L'auteure se focalise ensuite sur la présence des marques dans la vie sociale et culturelle, les villes devenant un terrain de jeu pour les marques. Elle cite le musée Haribo d'Uzès, la Maison de la vache qui rit, le Quartier du chocolat Côte d'or ou les flash-mobs de T-Mobile. Cette occupation spatiale permet de mettre l'histoire au service des marques. Elle évoque toutes les expositions à la gloire de Nivea, Desperados, Yves St Laurent, Van Cleef & Arpels, etc
Elle s'interroge sur la diversification des marques devenues acteurs culturels, médias, opérateurs urbains, instigateurs d'exposition, … Selon elle, cette mise en culture des marques (culturalisation de la marchandise) serait le pendant de la dépublicitarisation : en étant plus discrètes et moins publicitaires, les marques étendent leur présence dans la sphère publique.

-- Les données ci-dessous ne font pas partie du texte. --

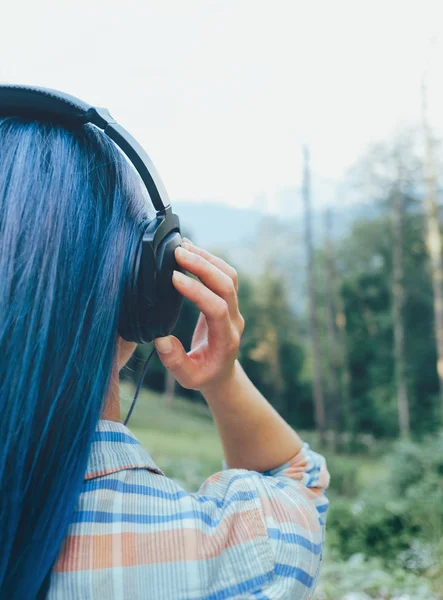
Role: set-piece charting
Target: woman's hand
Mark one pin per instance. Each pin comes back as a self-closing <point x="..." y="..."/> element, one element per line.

Elle s'inquiète de la montée en puissance des marques comme acteurs culturels proposant gratuitement des contenus aux publics.
L'hyperpublicitarisation
Dans ce chapitre à 3 voix, il est question du renforcement de la présence et du rôle socio-culturel des marques avec différents points de vue :
- utilisation intensive des savoir-faire publicitaires afin de tirer le maximum des ressources éditoriales disponibles
L'Odyssée de Cartier, hyperfilm à grand spectacle, constitue une forme de surenchère publicitaire qui rappelle les années 80. Il y aurait une hyper-affirmation du statut de marque.
- affranchissement de la rhétorique publicitaire pour étendre infiniment le champ de la communication
- entrisme des marques dans les médias et la culture
Le cas de la Textilerie d'Ikea fait l'objet d'une longue analyse.
Caroline Marti de Montety insiste sur un marquage de plus en plus prégnant qui gagne quantité d'espaces. Elle s'interroge sur un double risque pour les marques :
- dilution de leur identité dans les espaces où elles apparaissent discrètement (bulles de communication déconnectées des marques)
- saturation des espaces sociaux : elle cite notamment la production de livres consacrés aux marques Dior ou Nutella, la reprise directe des paroles d'annonceurs sur les sites féminins. Elle craint le dévoiement journalistique et une menace en cas de prolifération d'alibis culturels.
Valérie Patrin-Leclère craint que cette immixtion des formes d'expression n'affecte la représentation du journalisme et la valeur de la culture avec un risque de contamination de l'ensemble de l'espace médiatique par quelques cas marginaux.
Elle s'inquiète du caractère masqué de l'intention commerciale et s'appuie sur l'exemple du film "les ours polaires" de Coca-Cola critiqué sur AlloCiné. Elle craint que la valeur symbolique des médias ne soit entachée.
Karine Berthelot-Guiet perçoit une quête d'humanisation de la parole derrière le blogs de marques et les espaces conversationnels tels que Facebook ou les communautés de marque. Elle regrette que la forme canonique de la publicité puisse ne plus construire l'aura de la marque avec sa portée mythique, collective et onirique. Dans un espace publicitaire généralisé, les consommateurs se verraient proposer par les marques une participation auto-aliénante, moyen pour les annonceurs de garder le contrôle.
Les 3 auteures proposent de continuer le débat et donnent une adresse email : [email protected]
Il y a des notions très intéressantes dans ce livre mais l'ensemble est trop caricatural et appelle des réponses. Cité à plusieurs reprises (p 26, 117), de même que les termes brand content (une quinzaine de fois) et brand culture (p 147), je me sens particulièrement concerné par le débat auquel cet ouvrage invite. A très vite pour une première salve de réflexions.